Meski hidup terpisah laut, sebenarnya mereka memiliki garis pohon yang sama, satu leluhur. Akhirnya mereka terpecah dan mendiami dua tempat berbeda bermula ketika Ala Tobeng memiliki dua anak lelaki, Hambulu dan Buleleng. 


"Jika aku mati, siapa yang bisa mengangkat surban inilah yang bakal tetap tinggal di rumah!" katanya pada dua anaknya yang kala itu mereka tinggal di daratan Utara.


"Sedangkan yang sanggup mengangkat sajadah ini, harus membabat alas di sebelah sana," tunjuk Ala Tobeng yang sekarang ditempati orang-orang Daratan Selatan.


Singkat cerita, Hambulu berhasil mengangkat surban dan menggunakannya untuk salat sunah sedangkan kakaknya, Buleleng, mampu mengangkat sajadah dan melemparnya begitu saja.


Ia geram, sebagai seorang kakak, Buleleng tidak terima. Seharusnya aku yang tinggal di sini sebab aku anak tertua, kata Buleleng. Tetapi, Ala Tobeng pantang menjilat ludahnya sendiri. Mau tak mau, Buleleng pergi dengan hati murka. Sejak saat itu, ia membuka lahan, mendirikan rumah sembari menatap geram ke Daratan Utara yang lebih makmur sebab dibangun lebih dahulu oleh ayahnya.


Lambat Laun, karena perintah dari Ala Tobeng, sebagian penduduk pindah ke Daratan Selatan. Buleleng sendiri menikah dan dikaruniai anak lelaki yang dari keturunannya menghasilkan penduduk yang keras kepala. Bahkan Buleleng pun memimpin Daratan Selatan dengan kepala sekeras batu, berbeda dengan adiknya Hambulu, yang lebih lembut dan memiliki anak perempuan.


Sayang, waktu tak bisa diputar dan kehidupan tidak selalu sesuai rencana. Ketika Ala Tobeng wafat, Hambulu menggantikan ayahnya memimpin Daratan Utara. Sesekali ia berkunjung ke Daratan Selatan, tetapi Buleleng selalu bersikap kasar dan dengan nada mencemooh, kadang meremehkan adiknya.


"Kau masih bau tai jangan sok-sokan jika kakimu menginjak tanah abangmu ini!" 


Hambulu hanya tersenyum. Ia sudah tau perangai kakaknya. Hingga suatu hari senyum Hambulu lenyap ketika anak Buleleng menekap mulut anak Hambulu dan membawanya ke semak-semak.
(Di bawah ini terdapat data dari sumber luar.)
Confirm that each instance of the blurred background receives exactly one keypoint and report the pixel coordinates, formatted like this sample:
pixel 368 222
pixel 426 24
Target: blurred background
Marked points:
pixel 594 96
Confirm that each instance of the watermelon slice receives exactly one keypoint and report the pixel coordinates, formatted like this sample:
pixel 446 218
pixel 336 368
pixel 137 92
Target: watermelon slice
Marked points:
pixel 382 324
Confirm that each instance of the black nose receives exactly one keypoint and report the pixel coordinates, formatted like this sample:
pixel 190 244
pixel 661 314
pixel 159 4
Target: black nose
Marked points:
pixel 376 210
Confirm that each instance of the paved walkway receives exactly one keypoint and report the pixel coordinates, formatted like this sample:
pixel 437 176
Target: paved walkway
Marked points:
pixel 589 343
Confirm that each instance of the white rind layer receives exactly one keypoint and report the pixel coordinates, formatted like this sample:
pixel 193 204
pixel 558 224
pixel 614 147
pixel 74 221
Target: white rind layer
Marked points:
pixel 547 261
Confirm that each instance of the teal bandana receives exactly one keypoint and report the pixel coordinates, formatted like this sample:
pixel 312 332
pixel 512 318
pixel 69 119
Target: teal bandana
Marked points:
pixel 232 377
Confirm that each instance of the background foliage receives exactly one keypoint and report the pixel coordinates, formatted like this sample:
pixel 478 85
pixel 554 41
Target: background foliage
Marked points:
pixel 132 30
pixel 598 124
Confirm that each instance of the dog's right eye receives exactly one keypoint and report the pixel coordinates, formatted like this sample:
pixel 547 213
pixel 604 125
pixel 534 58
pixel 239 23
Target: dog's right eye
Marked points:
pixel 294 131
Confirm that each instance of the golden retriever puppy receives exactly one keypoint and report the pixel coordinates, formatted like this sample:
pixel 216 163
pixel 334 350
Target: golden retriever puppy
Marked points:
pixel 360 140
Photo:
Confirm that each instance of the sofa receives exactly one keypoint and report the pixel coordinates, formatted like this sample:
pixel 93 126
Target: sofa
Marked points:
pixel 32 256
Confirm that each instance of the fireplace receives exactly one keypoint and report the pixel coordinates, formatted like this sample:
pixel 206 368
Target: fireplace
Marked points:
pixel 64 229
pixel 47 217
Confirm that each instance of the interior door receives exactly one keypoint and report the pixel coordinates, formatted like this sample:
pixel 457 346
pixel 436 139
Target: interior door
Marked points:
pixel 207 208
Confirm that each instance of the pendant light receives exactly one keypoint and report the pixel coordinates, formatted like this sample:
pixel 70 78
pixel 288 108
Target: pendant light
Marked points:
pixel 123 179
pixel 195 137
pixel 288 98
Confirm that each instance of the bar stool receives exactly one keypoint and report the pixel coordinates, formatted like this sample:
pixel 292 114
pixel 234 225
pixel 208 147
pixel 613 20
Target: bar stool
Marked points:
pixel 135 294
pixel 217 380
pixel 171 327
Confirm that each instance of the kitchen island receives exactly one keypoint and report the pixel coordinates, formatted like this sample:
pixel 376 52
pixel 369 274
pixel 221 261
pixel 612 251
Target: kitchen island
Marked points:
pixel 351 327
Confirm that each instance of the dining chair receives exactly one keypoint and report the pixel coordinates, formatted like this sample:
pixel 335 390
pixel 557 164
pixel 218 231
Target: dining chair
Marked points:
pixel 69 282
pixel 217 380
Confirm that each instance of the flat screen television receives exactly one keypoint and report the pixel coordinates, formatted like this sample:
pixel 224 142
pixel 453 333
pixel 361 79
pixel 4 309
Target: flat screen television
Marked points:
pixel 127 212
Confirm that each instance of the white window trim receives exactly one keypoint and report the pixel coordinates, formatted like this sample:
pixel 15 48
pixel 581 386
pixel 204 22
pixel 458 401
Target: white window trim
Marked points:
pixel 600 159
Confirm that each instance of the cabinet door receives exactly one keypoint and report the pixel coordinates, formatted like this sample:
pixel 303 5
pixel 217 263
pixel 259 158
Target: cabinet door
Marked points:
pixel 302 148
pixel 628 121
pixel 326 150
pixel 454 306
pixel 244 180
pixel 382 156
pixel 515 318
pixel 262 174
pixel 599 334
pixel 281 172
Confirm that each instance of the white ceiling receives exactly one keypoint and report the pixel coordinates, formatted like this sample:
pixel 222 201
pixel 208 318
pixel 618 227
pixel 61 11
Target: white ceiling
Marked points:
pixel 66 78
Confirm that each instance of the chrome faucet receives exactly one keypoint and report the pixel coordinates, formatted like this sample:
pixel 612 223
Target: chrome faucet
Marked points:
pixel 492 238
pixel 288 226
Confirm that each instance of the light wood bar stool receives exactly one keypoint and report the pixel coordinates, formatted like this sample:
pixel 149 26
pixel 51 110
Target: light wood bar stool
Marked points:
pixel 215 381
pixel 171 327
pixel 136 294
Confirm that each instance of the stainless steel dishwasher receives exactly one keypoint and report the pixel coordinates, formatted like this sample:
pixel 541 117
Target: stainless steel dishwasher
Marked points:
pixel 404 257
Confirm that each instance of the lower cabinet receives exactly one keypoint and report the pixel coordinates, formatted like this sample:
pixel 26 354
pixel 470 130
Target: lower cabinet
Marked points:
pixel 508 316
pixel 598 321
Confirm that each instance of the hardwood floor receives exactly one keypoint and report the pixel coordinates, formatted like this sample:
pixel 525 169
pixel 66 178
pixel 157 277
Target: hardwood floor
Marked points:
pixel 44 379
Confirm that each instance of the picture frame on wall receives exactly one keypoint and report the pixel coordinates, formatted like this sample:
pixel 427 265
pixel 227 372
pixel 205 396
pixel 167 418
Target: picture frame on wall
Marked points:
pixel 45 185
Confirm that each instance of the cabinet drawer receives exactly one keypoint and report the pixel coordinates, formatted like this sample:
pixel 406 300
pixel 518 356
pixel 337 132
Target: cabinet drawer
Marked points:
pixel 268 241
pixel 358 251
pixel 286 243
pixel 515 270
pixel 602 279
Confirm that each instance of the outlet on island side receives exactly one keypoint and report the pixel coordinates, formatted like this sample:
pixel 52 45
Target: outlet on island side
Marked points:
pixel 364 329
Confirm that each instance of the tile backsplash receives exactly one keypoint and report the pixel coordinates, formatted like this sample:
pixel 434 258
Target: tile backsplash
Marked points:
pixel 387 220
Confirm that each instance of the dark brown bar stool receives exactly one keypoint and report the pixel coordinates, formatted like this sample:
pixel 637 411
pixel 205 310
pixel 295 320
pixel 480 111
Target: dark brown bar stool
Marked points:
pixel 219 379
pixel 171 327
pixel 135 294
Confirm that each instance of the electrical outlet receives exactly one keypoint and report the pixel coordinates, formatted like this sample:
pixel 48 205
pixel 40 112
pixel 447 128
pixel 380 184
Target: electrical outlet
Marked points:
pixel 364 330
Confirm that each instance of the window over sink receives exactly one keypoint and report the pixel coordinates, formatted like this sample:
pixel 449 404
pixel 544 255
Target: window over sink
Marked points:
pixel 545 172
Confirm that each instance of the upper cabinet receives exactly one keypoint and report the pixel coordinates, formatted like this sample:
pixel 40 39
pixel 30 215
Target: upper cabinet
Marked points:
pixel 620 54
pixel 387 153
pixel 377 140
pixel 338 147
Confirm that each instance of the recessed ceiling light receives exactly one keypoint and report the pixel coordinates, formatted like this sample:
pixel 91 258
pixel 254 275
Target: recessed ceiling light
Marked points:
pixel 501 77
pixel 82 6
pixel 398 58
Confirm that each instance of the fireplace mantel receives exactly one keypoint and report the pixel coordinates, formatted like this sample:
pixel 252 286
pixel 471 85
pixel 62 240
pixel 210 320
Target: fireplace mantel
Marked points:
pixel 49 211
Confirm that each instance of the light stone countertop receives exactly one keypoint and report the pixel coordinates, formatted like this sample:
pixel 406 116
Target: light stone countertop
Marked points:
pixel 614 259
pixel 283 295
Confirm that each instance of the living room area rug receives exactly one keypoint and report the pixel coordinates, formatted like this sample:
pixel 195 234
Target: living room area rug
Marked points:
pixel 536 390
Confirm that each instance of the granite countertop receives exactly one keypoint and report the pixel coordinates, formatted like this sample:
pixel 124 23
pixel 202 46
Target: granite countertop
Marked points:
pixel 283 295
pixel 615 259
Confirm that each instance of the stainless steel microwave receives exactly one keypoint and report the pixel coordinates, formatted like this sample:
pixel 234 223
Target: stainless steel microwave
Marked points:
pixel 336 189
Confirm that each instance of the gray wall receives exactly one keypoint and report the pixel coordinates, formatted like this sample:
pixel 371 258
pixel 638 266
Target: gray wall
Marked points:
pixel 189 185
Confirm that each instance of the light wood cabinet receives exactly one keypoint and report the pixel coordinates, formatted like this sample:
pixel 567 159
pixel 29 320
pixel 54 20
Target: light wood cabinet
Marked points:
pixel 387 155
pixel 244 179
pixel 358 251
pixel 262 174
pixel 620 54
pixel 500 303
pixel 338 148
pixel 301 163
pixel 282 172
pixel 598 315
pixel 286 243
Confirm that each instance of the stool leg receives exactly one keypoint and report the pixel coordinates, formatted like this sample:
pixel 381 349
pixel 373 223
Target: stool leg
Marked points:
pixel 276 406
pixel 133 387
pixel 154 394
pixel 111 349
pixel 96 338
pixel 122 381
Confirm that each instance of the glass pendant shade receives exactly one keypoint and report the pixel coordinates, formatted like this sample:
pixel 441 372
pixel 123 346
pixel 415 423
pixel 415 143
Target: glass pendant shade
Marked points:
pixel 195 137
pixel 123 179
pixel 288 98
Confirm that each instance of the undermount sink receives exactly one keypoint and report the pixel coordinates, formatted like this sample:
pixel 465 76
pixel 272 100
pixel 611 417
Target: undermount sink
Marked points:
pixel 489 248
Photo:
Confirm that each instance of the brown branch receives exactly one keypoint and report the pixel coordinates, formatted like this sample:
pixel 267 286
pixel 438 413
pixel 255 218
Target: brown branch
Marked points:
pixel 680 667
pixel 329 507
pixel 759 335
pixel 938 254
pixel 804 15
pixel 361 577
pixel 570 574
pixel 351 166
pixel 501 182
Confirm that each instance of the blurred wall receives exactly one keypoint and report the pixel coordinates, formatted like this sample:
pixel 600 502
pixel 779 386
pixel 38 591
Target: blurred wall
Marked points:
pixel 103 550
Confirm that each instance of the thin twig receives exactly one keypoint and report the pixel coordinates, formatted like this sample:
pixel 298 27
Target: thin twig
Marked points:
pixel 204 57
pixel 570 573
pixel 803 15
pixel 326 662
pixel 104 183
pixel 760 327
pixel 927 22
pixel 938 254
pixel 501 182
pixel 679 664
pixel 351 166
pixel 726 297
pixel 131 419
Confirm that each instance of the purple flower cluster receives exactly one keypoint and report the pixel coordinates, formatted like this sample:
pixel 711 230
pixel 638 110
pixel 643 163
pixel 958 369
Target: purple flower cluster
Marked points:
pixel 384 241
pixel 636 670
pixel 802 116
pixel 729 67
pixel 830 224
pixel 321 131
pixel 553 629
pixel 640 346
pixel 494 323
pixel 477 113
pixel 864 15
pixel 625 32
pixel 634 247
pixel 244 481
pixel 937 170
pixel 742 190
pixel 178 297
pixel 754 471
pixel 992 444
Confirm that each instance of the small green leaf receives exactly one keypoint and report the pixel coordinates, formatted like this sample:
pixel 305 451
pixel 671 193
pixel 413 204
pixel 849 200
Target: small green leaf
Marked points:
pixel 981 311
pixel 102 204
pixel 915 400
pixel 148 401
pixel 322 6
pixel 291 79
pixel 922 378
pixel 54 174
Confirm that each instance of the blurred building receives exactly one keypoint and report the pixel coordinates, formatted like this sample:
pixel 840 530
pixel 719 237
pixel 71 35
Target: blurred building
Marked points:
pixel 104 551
Beruntung, seorang warga memergokinya. Cekcok dua saudara pun terjadi.


"Kau didik anakmu dengan betul!" marah Hambulu. Urat dahinya menggeliat.


"Tak usah kausuruh aku! Kau seharusnya becus punya anak gadis, jangan kegatelan sampai menggoda sepupunya sendiri!" sengit Buleleng.


Hambulu mengepalkan tangan. Darahnya naik ke ubun-ubun. Seandainya warga tidak menghadang, tentu dua saudara itu sudah bertikai.


"Sejak sekarang, kau bukan saudaraku lagi Buleleng!!" teriak Hambulu dan melukai tangannya. Darah menetes ke pasir. Buleleng melakukan hal sama. Dua darah itu menjadi simbol dua saudara terputus hubungan. Sejak saat itu, Daratan Selatan dan Daratan Utara bagaikan Korut dan Korsel.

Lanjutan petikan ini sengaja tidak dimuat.